Active Surveillance Beneficial for Patients With Small Renal Masses
Patients with small renal masses may be undergo surgery when active surveillance could be beneficial.
Findings from a study presented at the American Society of Clinical Oncology 2017 Genitourinary Cancers Symposium suggest that active surveillance may be a safe option for patients with small renal masses (SRMs).
Treatment for patients with SRMs less than 4 cm in diameter was called into question, since 20% to 40% of masses are benign. The study authors said that fewer than 20% of SMRs are aggressive, and typically do not metastasize.
Due to the benign and non-aggressive nature of SRMs, patients are likely being overtreated. A majority of previous studies that have used active surveillance to monitor patients with SRMs have been retrospective.
Included in the new study were patients in the DISSRM registry, which includes those 18 and older who have a SRM. Patients included in the registry have chosen to undergo active surveillance or intervention after counseling, according to the study.
At baseline, patients in the active surveillance group underwent axial imaging, with follow-up every 6 to 12 months. Patients were also offered an optional biopsy at baseline.
Intervention was recommended if the tumor was growing more than 0.5 cm per year, a tumor with a diameter greater than 4 cm, or metastatic disease, according to the study.
Of the 615 patients included, 48.5% underwent primary intervention, while 51.5% of patients underwent active surveillance. Only 14.2% of patients under active surveillance progressed to require intervention.
Patients who chose active surveillance were typically older, had worse health, and had smaller tumors. The researchers noted that tumor growth was very low, with only 20.8% of patients experiencing growth larger than 0.5 cm per year, according to the study. Approximately 79.2% of patients experienced slow, if any, tumor growth.

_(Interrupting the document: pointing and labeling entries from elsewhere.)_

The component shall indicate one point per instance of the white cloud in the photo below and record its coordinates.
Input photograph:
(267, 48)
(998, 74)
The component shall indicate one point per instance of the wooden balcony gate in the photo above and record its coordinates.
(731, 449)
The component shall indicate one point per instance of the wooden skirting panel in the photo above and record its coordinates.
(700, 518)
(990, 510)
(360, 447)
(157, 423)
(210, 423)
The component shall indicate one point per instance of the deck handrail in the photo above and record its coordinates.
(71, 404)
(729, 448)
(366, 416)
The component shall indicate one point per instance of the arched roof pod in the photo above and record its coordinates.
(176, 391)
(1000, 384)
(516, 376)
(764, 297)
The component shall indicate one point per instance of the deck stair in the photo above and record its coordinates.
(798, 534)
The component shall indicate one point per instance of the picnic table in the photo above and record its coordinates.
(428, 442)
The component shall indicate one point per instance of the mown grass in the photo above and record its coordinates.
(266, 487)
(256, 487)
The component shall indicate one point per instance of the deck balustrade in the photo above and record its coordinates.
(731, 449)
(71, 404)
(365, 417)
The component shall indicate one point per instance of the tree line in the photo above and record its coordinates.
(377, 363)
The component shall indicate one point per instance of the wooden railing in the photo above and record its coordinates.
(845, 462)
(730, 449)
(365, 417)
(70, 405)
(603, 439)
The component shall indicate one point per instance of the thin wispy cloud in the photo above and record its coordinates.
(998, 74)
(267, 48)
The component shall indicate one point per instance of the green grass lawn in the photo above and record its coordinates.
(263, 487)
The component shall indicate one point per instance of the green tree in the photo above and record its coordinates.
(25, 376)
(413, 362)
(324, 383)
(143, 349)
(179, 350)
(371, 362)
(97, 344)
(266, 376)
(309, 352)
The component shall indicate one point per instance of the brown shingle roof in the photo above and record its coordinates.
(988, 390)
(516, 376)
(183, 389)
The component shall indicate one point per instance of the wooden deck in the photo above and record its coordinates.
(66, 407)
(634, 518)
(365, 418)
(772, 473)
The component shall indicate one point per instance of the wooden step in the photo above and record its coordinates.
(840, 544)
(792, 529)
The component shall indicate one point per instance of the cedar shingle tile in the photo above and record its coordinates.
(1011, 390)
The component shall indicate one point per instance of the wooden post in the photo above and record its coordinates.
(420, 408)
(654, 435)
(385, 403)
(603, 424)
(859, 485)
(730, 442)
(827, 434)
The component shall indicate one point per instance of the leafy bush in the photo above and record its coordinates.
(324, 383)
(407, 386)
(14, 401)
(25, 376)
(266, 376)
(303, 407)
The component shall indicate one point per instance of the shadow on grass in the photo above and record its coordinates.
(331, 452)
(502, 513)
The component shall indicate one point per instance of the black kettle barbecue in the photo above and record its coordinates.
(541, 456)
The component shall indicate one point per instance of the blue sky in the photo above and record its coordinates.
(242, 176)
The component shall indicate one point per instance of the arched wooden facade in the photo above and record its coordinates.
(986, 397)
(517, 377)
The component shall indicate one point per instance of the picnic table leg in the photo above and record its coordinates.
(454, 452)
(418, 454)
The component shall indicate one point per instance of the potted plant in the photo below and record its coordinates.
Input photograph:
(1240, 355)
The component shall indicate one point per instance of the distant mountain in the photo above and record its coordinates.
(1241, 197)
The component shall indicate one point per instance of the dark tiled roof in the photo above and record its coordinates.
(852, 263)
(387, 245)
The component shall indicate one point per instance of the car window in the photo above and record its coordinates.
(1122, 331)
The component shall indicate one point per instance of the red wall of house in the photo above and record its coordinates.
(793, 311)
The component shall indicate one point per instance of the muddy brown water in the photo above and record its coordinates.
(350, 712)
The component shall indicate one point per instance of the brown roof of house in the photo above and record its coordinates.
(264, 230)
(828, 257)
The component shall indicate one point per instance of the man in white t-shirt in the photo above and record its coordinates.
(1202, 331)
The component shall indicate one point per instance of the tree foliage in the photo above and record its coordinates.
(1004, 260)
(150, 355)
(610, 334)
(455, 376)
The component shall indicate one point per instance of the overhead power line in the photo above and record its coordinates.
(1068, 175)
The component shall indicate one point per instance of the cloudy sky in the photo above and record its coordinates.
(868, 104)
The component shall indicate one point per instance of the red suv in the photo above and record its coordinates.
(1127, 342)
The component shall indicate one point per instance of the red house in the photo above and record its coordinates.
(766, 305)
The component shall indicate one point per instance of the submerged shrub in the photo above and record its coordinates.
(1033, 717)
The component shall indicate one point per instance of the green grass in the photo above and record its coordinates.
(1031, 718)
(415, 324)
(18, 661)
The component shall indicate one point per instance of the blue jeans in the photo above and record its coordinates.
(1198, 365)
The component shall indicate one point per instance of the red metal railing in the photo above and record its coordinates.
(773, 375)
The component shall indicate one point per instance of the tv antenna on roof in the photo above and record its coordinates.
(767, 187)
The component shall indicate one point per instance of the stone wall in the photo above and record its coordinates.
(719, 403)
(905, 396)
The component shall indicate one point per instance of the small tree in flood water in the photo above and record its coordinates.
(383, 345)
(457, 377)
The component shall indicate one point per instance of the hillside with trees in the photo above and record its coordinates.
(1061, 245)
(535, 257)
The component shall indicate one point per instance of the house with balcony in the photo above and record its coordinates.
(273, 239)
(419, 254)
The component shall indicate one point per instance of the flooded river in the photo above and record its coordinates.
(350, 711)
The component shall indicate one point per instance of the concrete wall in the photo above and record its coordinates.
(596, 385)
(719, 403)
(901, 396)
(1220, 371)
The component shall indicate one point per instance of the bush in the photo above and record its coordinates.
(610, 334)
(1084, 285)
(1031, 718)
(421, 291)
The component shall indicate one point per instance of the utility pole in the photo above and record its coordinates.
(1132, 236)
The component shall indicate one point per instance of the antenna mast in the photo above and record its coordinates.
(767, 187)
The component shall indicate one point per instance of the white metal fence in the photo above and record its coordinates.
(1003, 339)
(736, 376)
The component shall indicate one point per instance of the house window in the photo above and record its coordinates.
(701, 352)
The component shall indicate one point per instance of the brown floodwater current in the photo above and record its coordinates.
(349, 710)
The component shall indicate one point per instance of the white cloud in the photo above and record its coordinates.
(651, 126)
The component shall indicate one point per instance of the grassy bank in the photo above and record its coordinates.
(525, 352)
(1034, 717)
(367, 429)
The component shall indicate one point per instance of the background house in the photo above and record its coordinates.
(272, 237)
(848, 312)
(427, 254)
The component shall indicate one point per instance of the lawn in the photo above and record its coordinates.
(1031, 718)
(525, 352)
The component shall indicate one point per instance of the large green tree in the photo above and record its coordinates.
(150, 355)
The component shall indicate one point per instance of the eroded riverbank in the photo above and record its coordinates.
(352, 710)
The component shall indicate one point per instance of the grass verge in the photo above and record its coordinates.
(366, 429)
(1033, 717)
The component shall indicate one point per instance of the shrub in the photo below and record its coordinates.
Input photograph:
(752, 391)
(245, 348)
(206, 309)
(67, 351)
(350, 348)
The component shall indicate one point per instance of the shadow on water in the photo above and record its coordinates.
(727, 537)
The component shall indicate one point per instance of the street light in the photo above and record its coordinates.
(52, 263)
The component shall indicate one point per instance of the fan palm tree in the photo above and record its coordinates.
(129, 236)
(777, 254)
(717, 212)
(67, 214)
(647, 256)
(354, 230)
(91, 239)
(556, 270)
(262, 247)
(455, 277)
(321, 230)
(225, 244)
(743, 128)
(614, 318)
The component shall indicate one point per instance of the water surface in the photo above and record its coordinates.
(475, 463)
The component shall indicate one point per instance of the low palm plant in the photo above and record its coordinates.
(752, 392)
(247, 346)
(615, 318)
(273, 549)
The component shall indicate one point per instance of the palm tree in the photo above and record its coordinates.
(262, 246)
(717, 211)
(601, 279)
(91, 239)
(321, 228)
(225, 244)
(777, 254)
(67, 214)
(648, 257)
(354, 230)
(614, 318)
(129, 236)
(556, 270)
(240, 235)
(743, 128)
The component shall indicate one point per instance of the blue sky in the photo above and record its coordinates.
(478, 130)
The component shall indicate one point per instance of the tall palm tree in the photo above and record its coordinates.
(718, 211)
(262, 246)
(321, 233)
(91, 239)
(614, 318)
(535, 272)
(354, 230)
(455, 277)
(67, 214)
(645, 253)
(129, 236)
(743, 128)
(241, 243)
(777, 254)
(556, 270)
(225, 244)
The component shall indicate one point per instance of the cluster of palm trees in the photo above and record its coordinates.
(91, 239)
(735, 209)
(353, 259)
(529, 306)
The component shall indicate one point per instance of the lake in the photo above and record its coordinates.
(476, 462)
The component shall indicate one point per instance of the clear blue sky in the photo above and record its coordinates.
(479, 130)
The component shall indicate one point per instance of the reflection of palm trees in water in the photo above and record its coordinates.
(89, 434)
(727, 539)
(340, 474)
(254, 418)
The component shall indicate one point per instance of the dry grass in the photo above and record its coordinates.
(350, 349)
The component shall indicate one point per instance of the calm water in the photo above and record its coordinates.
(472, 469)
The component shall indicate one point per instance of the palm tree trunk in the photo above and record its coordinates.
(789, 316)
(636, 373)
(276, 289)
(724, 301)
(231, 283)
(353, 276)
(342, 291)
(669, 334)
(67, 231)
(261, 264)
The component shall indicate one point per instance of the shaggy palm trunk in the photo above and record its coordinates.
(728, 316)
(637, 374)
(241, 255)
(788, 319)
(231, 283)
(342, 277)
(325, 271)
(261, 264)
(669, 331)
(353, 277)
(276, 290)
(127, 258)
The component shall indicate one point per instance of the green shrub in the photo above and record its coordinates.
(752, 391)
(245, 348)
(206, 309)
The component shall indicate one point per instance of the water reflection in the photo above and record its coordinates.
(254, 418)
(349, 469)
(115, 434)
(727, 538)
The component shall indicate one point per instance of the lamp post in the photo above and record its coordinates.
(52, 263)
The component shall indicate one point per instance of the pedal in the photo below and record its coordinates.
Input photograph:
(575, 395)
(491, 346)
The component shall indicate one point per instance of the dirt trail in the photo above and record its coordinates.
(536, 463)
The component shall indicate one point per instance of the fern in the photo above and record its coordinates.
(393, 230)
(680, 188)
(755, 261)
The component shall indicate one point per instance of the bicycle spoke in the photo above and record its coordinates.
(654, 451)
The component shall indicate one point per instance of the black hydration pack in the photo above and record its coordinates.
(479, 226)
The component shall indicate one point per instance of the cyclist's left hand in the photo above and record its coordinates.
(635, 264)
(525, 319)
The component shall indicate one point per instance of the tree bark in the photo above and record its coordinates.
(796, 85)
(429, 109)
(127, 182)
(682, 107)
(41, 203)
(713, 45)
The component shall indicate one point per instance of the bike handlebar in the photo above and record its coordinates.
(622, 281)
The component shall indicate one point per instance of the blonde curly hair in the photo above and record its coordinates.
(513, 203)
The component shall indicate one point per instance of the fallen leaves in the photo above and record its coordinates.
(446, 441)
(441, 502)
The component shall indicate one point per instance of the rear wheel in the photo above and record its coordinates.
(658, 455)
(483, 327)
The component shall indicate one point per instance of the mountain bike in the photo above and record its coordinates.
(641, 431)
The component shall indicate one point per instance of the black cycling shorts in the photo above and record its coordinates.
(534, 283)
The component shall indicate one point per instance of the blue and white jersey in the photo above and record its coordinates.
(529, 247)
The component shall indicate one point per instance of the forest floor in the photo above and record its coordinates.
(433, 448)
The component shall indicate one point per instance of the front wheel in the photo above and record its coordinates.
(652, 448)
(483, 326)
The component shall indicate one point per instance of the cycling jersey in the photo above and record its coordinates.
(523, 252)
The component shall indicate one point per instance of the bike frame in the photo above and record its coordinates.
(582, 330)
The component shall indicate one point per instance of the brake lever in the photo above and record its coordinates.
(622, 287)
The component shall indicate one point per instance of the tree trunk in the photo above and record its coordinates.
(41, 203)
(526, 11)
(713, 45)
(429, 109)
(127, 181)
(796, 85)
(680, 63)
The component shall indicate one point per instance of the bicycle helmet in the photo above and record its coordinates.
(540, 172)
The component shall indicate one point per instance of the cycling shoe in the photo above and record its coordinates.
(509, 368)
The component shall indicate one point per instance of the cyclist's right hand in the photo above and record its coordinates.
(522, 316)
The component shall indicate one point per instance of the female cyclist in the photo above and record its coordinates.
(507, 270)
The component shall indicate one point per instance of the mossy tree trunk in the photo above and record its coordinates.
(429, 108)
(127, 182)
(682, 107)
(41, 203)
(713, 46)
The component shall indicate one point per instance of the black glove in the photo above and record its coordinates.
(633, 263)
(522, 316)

Interestingly, the cancer-specific survival of the patients were similar after 7 years. However, overall survival was observed to be worse among patients in the active surveillance, compared with the primary intervention group. The authors believe that this finding may be attributed to the poor health status of patients in the active surveillance group.
The investigators did not find any cases of metastatic disease among patients in the active surveillance group, including those who experienced disease progression.
“We [may] want to rethink our idea of progression, looking at persistent versus interval growth,” said researcher Ridwan Alam, a medical student at Johns Hopkins University School of Medicine.
Due to these findings, the investigators suggest that treating patients with SRMs with active surveillance may be safe. They also created a DISSRM score to determine which patients may be candidates for active surveillance, but it still needs to be validated, according to the study.
Study co-author Mohammed Allaf, MD, urges that SRMs be renamed to “growths in the kidney” to steer more patients toward active surveillance, since tumors or cancer can result in surgical overtreatment, the presentation concluded.